Now that the Nissan Leaf is being made in Tennessee, Nissan has decided that a big price drop is in order. While the 2012 car retailed for $35,200, the 2013 Leaf starts at $28,800, thanks to a new base model. Anyone who bought a 2012 must be pretty ticked off at the resale-ruining price cut. Higher-end SV and SL trim levels will retail for $31,820 and $37,250 respectively.
The domestic production of the Leaf and its battery components undoubtedly help make the car cheaper, but one has to wonder how much of this is related to the Leaf’s slow sales and the general downward trend of EV enthusiasm. Past auto shows have featured a bounty of EVs in both concept and production form. This year’s NAIAS featured the Tesla Model X, which received far less fanfare than one would expect, and the Leaf was largely overshadowed by well, everything else, including Nissan’s own Versa Note subcompact.

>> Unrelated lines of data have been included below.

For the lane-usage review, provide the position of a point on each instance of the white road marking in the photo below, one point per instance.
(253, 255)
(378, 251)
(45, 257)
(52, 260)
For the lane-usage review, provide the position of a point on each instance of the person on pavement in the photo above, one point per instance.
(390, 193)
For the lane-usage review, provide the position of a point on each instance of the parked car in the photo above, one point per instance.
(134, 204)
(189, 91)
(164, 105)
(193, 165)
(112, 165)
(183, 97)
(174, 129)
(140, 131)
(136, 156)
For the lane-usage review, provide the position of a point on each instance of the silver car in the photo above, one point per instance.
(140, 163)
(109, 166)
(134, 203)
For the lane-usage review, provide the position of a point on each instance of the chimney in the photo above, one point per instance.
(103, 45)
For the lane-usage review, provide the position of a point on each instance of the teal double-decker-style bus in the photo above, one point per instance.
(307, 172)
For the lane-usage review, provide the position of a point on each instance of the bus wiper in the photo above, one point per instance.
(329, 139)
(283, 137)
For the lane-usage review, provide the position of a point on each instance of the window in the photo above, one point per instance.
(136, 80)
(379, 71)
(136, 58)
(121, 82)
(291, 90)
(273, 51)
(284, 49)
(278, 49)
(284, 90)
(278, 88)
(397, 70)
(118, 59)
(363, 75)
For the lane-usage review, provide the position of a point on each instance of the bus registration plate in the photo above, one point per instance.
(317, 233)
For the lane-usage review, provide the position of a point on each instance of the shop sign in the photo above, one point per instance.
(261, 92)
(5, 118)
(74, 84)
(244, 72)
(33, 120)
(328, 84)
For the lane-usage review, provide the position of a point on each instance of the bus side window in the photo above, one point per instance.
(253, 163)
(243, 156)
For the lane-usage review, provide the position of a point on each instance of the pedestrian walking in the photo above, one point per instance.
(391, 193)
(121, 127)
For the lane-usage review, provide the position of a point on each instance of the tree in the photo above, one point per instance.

One canard of the industry is that electric cars are still a decade out – and they always will be. Personally, I find it ironic that electric vehicles, derided as boring, appliance-like transportation for eco-weenies, deliver a very rewarding driving experience. They are fast, brilliantly packaged (look at the flat floor of a Nissan Leaf if you don’t believe me) and the ability to place the battery pack nearly anywhere can lead to excellent handling characteristics.
But issues like diminished performance in cold weather to a lack of charging infrastructure have confined EVs to playthings for affluent coastal dwellers. The question now is whether they will remain in this niche or not.